— Sí—dijo, acercándose a la mecedora que estaba junto a la cama, su pijama estaba sobre el respaldo. Lo cogió y después miró a Alejandro y a la toalla verde que aún llevaba puesta. No podía dejar que se metiera en la cama con ella de esa manera.
Claro que sí se puede.
No, no puedo.
Aún guardaba las pijamas de su padre en el dormitorio que había pertenecido a sus progenitores; ahí estaban todas sus pertenencias y para Lucía, era un lugar sagrado.
Teniendo en cuenta el físico de Alejandro, estaba segura que las camisas no le servirían, pero los pantalones tenían cinturas ajustables y aunque le quedasen cortos, al menos no se le caerían.
— Espera aquí—le dijo—No tardaré nada.
Después de verla marcharse como una exhalación, Alejandro se acercó a los ventanales y apartó las cortinas de encaje blanco. Observo las extrañas cajas metálicas, es decir automóviles, mientras pasaban delante de la casa con aquel zumbido tan extraño que no cesaba un instante, semejante al ruido del mar. Las luces iluminaban las calles y todos los
edificios; se parecían a las antorchas que había en su tierra natal.
Qué insólito era este mundo. Extrañamente parecido al suyo y, aún así, tan diferentes.
Intentó asociar los objetos que veía con las palabras que había escuchado a lo largo de las décadas, palabras que no comprendía. Cómo televisión y bombilla.
Y por primera vez desde que era niño, sintió miedo. No le gustaban los cambios que percibía, la rapidez con la que las cosas habían evolucionado en el mundo.
¿Cómo sería todo la siguiente vez que lo invocaran?
¿Podrían las cosas cambiar mucho?
O lo que era más aterrador, ¿Y si jamás volvían a invocarlo?
Tragó saliva ante aquella idea. ¿Y si quedaba atrapado durante toda la eternidad?, Solo y despierto. Alerta. Sintiendo la opresiva oscuridad entorno a él, dejándolo sin aire en los pulmones mientras su cuerpo se desgarraba de dolor.
¿Y si no volvía a caminar de nuevo como un humano? ¿O hablar como tal? ¿O
tocar a otra persona?
Está gente tenía cosas llamadas ordenadores. Había escuchado al hombre de la librería hablar sobre ello a los clientes. Y unos cuantos habían dicho que, probablemente, los ordenadores sustituirían un día a los libros.
¿Qué sería de él entonces?
Vestida con una pijama azul marino, Lucía se detuvo en la habitación de sus padres, junto a la puerta de espejo del vestidor, dónde guardó los anillos de boda el día posterior al funeral. Podía ver el débil resplandor del diamante Marquise de medio quilate.
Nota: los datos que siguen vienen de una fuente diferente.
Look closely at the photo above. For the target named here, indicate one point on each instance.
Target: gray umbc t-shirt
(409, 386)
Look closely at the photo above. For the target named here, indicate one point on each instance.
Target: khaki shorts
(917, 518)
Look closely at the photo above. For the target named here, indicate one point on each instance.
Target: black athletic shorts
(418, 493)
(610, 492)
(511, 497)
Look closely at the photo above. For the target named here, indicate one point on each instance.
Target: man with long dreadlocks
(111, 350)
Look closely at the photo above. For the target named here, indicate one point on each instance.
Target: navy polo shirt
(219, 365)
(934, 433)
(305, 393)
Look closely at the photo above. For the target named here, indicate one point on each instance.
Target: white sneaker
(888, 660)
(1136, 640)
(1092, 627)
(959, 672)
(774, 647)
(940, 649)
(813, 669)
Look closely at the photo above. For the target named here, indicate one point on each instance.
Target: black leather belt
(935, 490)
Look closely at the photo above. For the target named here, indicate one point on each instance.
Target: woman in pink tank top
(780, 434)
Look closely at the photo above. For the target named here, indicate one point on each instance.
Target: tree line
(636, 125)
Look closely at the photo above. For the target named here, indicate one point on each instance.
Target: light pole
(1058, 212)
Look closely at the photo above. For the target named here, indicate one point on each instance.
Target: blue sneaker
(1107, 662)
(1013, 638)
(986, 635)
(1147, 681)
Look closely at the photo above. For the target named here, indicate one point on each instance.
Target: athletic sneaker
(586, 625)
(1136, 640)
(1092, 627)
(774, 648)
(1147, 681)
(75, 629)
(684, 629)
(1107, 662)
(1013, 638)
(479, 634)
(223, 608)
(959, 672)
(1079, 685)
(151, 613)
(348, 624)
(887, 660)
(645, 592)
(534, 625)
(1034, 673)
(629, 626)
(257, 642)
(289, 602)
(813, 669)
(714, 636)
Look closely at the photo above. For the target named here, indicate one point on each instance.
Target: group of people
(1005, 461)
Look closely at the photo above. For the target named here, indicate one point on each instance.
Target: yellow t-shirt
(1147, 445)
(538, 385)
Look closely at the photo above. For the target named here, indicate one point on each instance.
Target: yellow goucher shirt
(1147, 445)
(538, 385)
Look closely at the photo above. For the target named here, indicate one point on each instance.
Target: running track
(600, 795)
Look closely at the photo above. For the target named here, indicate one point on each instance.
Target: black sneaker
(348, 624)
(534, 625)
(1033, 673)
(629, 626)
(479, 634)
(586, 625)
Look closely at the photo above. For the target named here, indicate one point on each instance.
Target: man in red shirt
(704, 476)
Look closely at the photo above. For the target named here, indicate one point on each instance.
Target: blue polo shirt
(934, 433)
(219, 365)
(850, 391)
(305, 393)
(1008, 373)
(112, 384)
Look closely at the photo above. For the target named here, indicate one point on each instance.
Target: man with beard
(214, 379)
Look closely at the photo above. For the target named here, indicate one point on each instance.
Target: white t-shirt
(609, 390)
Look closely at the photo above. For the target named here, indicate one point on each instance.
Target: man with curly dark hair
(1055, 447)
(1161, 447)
El dolor hizo que se le formará un nudo en la garganta; Luchó contra las lágrimas que amenazaban con brotar de sus ojos.
Con 20 años recién cumplidos en aquella época, había sido lo suficientemente arrogante como para pensar que era una persona madura y capaz de hacer frente a cualquier cosa que la vida le pusiera por delante. Se había creído invencible. Y en un segundo, su vida se derrumbó.
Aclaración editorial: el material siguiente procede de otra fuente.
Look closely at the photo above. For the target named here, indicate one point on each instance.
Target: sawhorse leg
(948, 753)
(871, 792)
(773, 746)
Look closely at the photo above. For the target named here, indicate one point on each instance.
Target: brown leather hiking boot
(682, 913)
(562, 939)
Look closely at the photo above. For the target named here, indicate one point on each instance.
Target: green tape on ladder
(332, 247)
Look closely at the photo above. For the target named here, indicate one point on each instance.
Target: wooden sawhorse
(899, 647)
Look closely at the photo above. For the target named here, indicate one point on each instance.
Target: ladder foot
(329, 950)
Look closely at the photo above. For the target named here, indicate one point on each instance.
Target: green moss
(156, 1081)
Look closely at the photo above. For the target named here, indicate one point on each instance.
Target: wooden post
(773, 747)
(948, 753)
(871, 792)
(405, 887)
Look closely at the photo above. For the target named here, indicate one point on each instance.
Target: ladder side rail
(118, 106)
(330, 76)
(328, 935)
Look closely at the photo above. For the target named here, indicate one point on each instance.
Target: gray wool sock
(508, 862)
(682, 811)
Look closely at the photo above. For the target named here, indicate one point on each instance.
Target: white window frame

La muerte le arrebató todo aquello que alguna vez tuvo: la seguridad, la fé, su creencia en la justicia y, sobre todo, el amor sincero de sus padres y su amor incondicional.
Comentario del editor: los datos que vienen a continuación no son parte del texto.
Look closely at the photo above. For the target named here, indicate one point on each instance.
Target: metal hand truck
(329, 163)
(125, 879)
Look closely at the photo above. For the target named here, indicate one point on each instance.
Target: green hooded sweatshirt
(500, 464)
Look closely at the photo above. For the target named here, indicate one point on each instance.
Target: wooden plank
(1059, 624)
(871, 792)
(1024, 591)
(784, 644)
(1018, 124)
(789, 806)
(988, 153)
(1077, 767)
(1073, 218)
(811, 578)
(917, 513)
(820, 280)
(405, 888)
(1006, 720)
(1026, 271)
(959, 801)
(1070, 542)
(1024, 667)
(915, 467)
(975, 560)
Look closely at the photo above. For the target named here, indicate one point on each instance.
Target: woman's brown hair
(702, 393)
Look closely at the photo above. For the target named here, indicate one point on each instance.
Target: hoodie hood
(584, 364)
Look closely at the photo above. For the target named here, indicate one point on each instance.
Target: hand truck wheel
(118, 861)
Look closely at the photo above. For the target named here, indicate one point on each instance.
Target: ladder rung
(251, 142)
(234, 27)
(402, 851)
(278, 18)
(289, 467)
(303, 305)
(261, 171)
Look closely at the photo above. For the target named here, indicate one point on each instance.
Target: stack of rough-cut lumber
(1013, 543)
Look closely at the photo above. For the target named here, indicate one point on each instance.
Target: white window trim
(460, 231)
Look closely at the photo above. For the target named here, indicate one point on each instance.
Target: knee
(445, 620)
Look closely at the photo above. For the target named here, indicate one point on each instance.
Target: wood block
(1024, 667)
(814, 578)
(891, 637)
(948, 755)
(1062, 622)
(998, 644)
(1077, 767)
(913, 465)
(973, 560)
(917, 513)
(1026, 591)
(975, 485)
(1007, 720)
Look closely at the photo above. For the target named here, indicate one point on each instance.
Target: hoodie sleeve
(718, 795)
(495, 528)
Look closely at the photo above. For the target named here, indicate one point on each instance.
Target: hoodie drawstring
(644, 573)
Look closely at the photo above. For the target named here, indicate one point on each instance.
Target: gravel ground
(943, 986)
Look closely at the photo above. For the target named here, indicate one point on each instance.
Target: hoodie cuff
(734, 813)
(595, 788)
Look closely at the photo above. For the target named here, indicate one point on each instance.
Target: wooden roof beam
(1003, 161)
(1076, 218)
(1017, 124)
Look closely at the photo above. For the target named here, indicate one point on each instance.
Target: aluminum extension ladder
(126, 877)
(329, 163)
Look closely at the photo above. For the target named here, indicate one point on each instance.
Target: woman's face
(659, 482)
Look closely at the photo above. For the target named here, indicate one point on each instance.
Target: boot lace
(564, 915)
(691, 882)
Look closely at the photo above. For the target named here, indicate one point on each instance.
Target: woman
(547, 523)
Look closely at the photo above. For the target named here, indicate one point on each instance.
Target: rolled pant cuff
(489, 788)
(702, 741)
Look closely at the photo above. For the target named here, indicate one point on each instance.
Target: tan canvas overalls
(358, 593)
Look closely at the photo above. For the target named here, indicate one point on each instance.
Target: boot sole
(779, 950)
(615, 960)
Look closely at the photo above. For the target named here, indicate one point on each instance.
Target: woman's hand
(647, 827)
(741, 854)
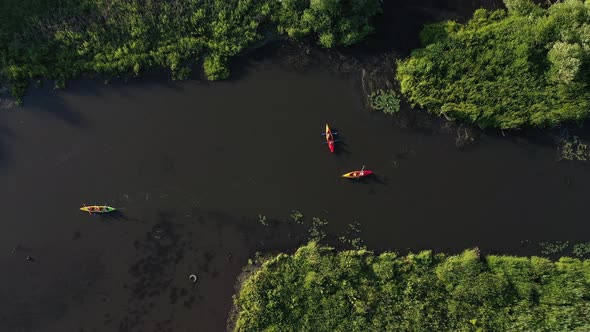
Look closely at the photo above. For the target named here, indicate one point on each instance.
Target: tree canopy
(525, 66)
(318, 289)
(61, 39)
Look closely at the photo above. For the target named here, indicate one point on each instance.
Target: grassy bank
(525, 66)
(62, 39)
(318, 289)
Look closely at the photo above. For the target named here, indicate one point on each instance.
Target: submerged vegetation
(573, 149)
(61, 39)
(525, 66)
(318, 289)
(386, 101)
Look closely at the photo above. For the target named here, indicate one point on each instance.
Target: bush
(60, 39)
(318, 289)
(215, 68)
(527, 67)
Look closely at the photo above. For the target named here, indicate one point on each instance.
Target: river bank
(194, 166)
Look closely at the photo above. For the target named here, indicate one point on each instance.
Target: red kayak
(329, 138)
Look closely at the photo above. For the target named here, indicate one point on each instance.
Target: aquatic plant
(527, 66)
(317, 230)
(320, 289)
(262, 220)
(386, 101)
(581, 249)
(352, 236)
(555, 247)
(296, 216)
(574, 149)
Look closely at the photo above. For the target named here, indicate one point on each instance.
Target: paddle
(90, 213)
(361, 173)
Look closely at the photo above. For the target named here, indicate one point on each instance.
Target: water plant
(385, 100)
(554, 247)
(352, 236)
(296, 216)
(262, 220)
(574, 149)
(317, 230)
(581, 249)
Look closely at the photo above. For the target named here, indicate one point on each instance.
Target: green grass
(318, 289)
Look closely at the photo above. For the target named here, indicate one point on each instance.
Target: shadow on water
(43, 100)
(117, 215)
(5, 134)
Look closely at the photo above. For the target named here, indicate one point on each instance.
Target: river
(194, 165)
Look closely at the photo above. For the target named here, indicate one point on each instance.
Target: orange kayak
(329, 138)
(97, 209)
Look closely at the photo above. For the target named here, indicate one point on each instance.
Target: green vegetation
(262, 220)
(352, 236)
(528, 66)
(296, 216)
(581, 249)
(318, 289)
(555, 247)
(61, 39)
(317, 231)
(574, 149)
(386, 101)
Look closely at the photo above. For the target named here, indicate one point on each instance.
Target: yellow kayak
(97, 209)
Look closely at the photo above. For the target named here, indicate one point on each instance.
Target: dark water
(193, 165)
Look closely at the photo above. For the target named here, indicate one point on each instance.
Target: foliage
(262, 220)
(334, 22)
(581, 249)
(386, 101)
(317, 231)
(61, 39)
(296, 216)
(318, 289)
(352, 236)
(555, 247)
(528, 66)
(574, 149)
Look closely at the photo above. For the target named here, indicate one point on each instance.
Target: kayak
(97, 208)
(329, 138)
(357, 174)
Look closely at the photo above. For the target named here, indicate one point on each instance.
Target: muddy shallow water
(192, 166)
A pesar de toda la vanidad juvenil, no había estado preparada para que le arrebatan por completo a su familia.
Y, aunque habían pasado 5 años, aún los echaba de menos. El dolor era muy profundo; y el viejo dicho aquel, según el cuál era mejor no haber conocido el amor antes de perderlo, era un enorme fraude. No había nada peor que perder a las personas que te quieren y te cuidan
en un accidente sin sentido.
Incapaz de enfrentar su ausencia, Lucía había sellado la habitación tras el funeral, y lo había dejado todo tal y como estaba.
Abrió el cajón donde su padre guardaba las pijamas y tragó saliva. Nadie había tocado estas cosas desde la tarde que su madre las doblo y las guardó.
Todavía recordaba la risa de su madre. Las bromas sobre el conservador estilo de su padre, que siempre elegía pijamas de franela.
Pero aún, recordaba el amor que se profesaban.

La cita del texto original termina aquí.